I buy 20% more than I measure. Quarter round is cheap and you will mess up corners. The $15 you spend on extra material is less than the gas and time of a second trip to Home Depot. I have a stack of cut-too-short quarter round pieces in my garage that I use as paint stirrers now.
Paint Before You Install
This is the single best tip I can give you. Paint or stain the quarter round before you nail it up. Trying to paint it on the floor while masking off the baseboard and the flooring is a special kind of misery. Lay the pieces out on a pair of sawhorses, paint them all at once, let them dry, then install. Touch up the nail holes with a tiny brush afterward. This saved me about four hours on my last room.
Caulk Is Not Optional
The top edge of the quarter round — where it meets the baseboard — needs caulk. Paintable acrylic latex caulk (Alex Plus, $3 a tube) fills the hairline gap and makes it look seamless. The bottom edge — where it meets the floor — should NOT be caulked. The floor needs to move with humidity changes. If you caulk the quarter round to the floor, it’ll tear within a month and look worse than the gap did.
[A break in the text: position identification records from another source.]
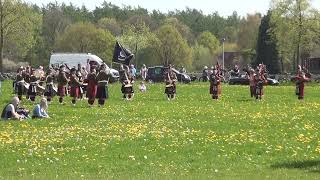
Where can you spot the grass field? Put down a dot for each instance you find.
(192, 137)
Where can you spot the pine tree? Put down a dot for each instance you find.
(267, 52)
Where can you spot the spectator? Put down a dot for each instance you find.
(205, 75)
(133, 71)
(142, 87)
(143, 72)
(183, 70)
(39, 110)
(11, 111)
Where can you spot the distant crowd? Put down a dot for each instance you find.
(91, 81)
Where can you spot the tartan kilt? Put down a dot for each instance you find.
(214, 89)
(300, 89)
(74, 91)
(32, 91)
(102, 92)
(127, 90)
(19, 89)
(259, 89)
(170, 90)
(62, 90)
(49, 92)
(91, 91)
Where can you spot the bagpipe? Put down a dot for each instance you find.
(128, 84)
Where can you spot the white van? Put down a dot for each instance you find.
(73, 59)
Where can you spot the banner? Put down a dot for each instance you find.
(121, 54)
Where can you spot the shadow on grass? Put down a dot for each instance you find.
(308, 165)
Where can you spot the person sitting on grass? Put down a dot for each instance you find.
(39, 110)
(142, 87)
(11, 111)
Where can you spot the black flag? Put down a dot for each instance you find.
(121, 54)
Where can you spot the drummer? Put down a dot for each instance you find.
(127, 81)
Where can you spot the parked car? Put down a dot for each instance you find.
(157, 73)
(245, 81)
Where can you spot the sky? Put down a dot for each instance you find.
(223, 7)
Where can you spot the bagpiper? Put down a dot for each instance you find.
(75, 85)
(300, 80)
(127, 81)
(19, 84)
(62, 83)
(102, 89)
(50, 90)
(215, 82)
(251, 76)
(32, 91)
(170, 80)
(260, 80)
(92, 85)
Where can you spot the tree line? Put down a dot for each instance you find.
(283, 38)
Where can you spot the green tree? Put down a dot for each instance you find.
(267, 52)
(111, 25)
(172, 48)
(183, 29)
(202, 56)
(208, 40)
(84, 37)
(294, 24)
(137, 37)
(17, 26)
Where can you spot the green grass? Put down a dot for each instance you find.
(192, 137)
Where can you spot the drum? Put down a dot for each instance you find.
(170, 89)
(102, 83)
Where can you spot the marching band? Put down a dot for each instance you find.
(95, 84)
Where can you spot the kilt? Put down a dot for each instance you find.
(62, 90)
(102, 92)
(170, 89)
(74, 91)
(252, 91)
(127, 90)
(259, 89)
(214, 89)
(300, 89)
(50, 92)
(32, 91)
(91, 91)
(19, 89)
(219, 89)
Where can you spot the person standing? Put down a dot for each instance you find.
(92, 86)
(252, 84)
(300, 81)
(205, 74)
(143, 72)
(170, 80)
(75, 85)
(62, 83)
(50, 90)
(19, 84)
(215, 82)
(133, 71)
(40, 110)
(260, 80)
(32, 91)
(102, 86)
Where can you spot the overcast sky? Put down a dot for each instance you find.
(224, 7)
I use a 16-gauge finish nailer (Ridgid, $90) with 1.5-inch nails. You can use a hammer and finish nails, but you’ll dent the trim about 40% of the time unless you have surgeon hands. I don’t. The nailer is faster and the holes are smaller to fill.
Quarter round is genuinely one of the easiest improvements you can make to a room. It takes a weekend, costs maybe $80 in materials for an average room, and it’s the difference between “I did the floor myself” and “a professional did this floor.” The gap in my living room is finally gone. It only took me three years.




Thanks for this breakdown. Bookmarked for my upcoming project — exactly what I needed.
Used luxury vinyl in three flips last year. Quick to install and instantly makes a house look updated.